Purpose of this workshop
The world wide web is the most pervasive development and deployment platform for applications and services. Its distributed, non-curated and amorphous nature, as well as the lack of friction, is at the same time its great differentiator and an enormous challenge, particularly in the arena of security. Security vulnerabilities in applications are a target for bad actors. When applications are deployed on the web across a heterogeneous environment of cloud providers, networks and browsers, the potential for exploitation of these vulnerabilities is increased. Insecure web applications can be a vector for malware, privacy violations, ransomware and unwanted surveillance.
There has been a recent movement to more secure software development and deployment platforms. There have also been many new features and specifications added to web platform technologies to strengthen security. However these efforts are sometimes disconnected from each other, leading to a lack of clear guidance for web developers about the threats, mitigations and indeed the role web developers play in ensuring their applications are secure.
Possible outcomes include:
- Identify specific work on documentation that could be useful for web developers to help them make better use of existing web security technologies;
- Determine what updates are needed in commonly used libraries;
- Describe potential new web features / new language features in commonly used programming languages;
- Call for updates to commonly used web standard APIs;
- Collaboration plans between web standards and open source security initiatives;
- Plan for producing concise guidance on security issues that is aimed at web developers.
Topics covered
- How to bring the “secure software supply chain” approach to the web development community.

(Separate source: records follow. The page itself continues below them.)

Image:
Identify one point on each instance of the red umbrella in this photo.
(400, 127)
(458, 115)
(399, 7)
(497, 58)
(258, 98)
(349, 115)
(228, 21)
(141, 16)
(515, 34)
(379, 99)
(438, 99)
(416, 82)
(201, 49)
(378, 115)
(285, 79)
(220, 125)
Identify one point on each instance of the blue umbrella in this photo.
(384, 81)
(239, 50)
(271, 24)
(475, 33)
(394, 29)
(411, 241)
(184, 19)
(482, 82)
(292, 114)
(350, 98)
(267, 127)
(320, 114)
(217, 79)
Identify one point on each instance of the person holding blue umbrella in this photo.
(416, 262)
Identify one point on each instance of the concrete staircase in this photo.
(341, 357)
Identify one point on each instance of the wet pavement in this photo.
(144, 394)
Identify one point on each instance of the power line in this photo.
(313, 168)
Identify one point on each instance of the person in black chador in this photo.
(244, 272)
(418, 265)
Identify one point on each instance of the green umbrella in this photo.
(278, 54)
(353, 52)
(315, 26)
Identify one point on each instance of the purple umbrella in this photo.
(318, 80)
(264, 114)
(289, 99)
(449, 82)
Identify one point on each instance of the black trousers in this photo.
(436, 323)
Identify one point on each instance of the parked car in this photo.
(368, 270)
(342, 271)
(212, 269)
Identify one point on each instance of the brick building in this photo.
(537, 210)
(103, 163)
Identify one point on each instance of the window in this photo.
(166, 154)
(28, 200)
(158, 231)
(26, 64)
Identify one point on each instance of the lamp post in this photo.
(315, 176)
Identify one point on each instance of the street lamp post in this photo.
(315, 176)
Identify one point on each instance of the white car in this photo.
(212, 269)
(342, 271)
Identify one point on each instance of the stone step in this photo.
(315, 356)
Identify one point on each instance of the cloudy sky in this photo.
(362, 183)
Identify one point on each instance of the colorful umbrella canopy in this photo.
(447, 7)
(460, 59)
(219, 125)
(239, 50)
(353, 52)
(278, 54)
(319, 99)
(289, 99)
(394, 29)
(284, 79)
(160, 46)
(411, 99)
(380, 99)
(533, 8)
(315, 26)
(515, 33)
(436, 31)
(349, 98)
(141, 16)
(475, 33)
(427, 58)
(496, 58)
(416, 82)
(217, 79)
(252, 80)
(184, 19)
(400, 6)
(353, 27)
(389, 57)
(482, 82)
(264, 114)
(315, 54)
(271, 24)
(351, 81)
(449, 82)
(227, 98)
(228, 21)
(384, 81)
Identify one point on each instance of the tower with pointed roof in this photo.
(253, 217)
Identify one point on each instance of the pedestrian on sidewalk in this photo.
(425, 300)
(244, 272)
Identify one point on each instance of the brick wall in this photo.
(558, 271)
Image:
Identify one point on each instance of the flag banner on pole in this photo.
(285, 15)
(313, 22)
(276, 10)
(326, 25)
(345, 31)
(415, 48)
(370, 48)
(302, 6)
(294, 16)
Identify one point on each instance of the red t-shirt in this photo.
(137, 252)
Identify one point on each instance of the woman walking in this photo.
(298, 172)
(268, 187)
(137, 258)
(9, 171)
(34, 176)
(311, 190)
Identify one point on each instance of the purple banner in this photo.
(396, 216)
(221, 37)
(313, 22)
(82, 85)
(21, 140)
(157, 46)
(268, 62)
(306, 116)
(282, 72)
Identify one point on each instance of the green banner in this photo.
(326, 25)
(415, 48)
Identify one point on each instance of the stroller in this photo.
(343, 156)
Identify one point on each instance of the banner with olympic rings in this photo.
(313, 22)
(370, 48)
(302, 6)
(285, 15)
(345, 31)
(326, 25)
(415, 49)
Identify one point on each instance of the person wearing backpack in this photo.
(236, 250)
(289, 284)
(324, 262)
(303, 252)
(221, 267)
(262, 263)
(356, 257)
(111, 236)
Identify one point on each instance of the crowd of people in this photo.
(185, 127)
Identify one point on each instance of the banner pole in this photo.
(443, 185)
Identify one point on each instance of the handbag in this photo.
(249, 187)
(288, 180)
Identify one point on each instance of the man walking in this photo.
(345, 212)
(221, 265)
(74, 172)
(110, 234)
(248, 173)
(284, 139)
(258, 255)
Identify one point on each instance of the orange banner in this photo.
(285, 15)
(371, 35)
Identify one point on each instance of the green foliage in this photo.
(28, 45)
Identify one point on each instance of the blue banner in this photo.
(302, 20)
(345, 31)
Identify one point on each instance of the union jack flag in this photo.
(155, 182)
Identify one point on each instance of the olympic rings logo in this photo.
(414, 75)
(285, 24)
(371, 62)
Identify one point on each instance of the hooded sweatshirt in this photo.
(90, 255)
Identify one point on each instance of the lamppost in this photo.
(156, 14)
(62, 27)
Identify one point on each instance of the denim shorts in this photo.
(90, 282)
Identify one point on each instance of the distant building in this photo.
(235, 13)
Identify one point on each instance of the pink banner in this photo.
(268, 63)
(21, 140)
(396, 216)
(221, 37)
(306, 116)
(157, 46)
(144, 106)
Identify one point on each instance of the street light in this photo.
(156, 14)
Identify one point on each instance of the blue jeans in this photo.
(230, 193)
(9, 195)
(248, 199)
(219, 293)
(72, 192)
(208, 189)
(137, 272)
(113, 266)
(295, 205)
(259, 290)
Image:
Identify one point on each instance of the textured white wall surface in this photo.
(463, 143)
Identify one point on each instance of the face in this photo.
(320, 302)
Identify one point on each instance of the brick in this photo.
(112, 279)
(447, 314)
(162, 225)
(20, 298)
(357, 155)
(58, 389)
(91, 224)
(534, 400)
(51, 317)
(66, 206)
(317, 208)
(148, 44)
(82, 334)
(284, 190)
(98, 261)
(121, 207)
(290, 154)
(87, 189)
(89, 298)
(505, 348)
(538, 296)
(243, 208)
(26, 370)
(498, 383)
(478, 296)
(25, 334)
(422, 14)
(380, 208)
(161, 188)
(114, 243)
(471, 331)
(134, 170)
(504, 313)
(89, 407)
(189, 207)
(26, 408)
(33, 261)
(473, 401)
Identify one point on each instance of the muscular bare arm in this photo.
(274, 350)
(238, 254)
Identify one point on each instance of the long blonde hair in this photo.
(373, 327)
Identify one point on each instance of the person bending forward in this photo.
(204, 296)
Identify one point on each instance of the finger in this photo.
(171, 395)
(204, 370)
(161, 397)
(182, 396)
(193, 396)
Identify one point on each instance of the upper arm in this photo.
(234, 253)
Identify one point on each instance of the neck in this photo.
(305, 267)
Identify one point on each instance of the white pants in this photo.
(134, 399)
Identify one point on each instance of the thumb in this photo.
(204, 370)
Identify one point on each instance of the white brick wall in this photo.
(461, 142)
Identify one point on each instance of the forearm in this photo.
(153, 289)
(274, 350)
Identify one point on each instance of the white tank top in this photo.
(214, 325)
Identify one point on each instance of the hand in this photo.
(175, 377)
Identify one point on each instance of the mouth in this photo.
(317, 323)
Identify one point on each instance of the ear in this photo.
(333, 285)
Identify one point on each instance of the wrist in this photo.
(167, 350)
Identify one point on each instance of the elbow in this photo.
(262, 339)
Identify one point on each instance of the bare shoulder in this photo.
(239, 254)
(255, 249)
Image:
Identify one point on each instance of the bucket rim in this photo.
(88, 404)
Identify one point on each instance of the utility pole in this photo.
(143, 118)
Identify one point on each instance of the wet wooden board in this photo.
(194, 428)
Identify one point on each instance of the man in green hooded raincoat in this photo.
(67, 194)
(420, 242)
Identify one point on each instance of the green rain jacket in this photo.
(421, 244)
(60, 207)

- Guidance for different types of web developers who work at different levels of the stack.
- How to make emerging web application security standards and technologies easier to use and adopt by web developers.
- How can open source security focused efforts better support the web developer community?
- How can Open Source security review processes serve as inspiration for review of new web specifications?
Location and Time
To be determined.
Important Dates
Due to low level of submissions, the Program Committee is re-evaluating the timing and format of the workshop. This page will be updated once these new plans emerge - please let group-secure-the-web-forward@w3.org know if you want to be alerted.
Apr 24
Program Committee
- Dan Appelquist (Snyk) - chair
- Hadley Beeman (TAG)
- Harold Blankenship (OWASP)
- Jory Burson (OpenJS)
- Robin Ginn (OpenJS)
- Dominique Hazael-Massieux (W3C)
- Arnaud Le Hors (IBM)
- Christopher Robinson (Intel, OpenSSF)
- Mike West (Google)
- Vandana Verma Sehgal (OWASP)
What is W3C?
The mission of the World Wide Web Consortium (W3C) is to lead the Web to its full potential by creating technical standards and guidelines to ensure that the Web remains open, accessible, and interoperable for everyone around the globe. W3C well-known standards HTML and CSS are the foundational technologies upon which websites are built. W3C works on ensuring that all foundational Web technologies meet the needs of civil society, in areas such as accessibility, internationalization, security, and privacy. W3C also provides the standards that undergird the infrastructure for modern businesses leveraging the Web, in areas such as entertainment, communications, digital publishing, and financial services. That work is created in the open, provided for free and under the groundbreaking W3C Patent Policy.
W3C's vision for "One Web" brings together thousands of dedicated technologists representing more than 400 member organizations and dozens of industry sectors. W3C is a public-interest non-profit organization incorporated in the United States of America, led by a Board of Directors and employing a global staff across the globe.
Who is OWASP?
The Open Worldwide Application Security Project® (OWASP) is a nonprofit foundation that works to improve the security of software. Through community-led open-source software projects, hundreds of local chapters worldwide, tens of thousands of members, and leading educational and training conferences, the OWASP Foundation is the source for developers and technologists to secure the web.
What is the OpenJS Foundation?
OpenJS Foundation the home of high-impact, supply-chain critical open source JavaScript projects including Electron, jQuery, Node.js, and many more. Our mission is to support the healthy growth of JavaScript and web technologies by providing a neutral organization to host and sustain projects, as well as collaboratively fund activities that benefit the ecosystem as a whole.
What is the OpenSSF?
The OpenSSF is a cross-industry organization that brings together the industry’s most important open source security initiatives and the individuals and companies that support them. The OpenSSF is committed to collaboration and working both upstream and with existing communities to advance open source security for all.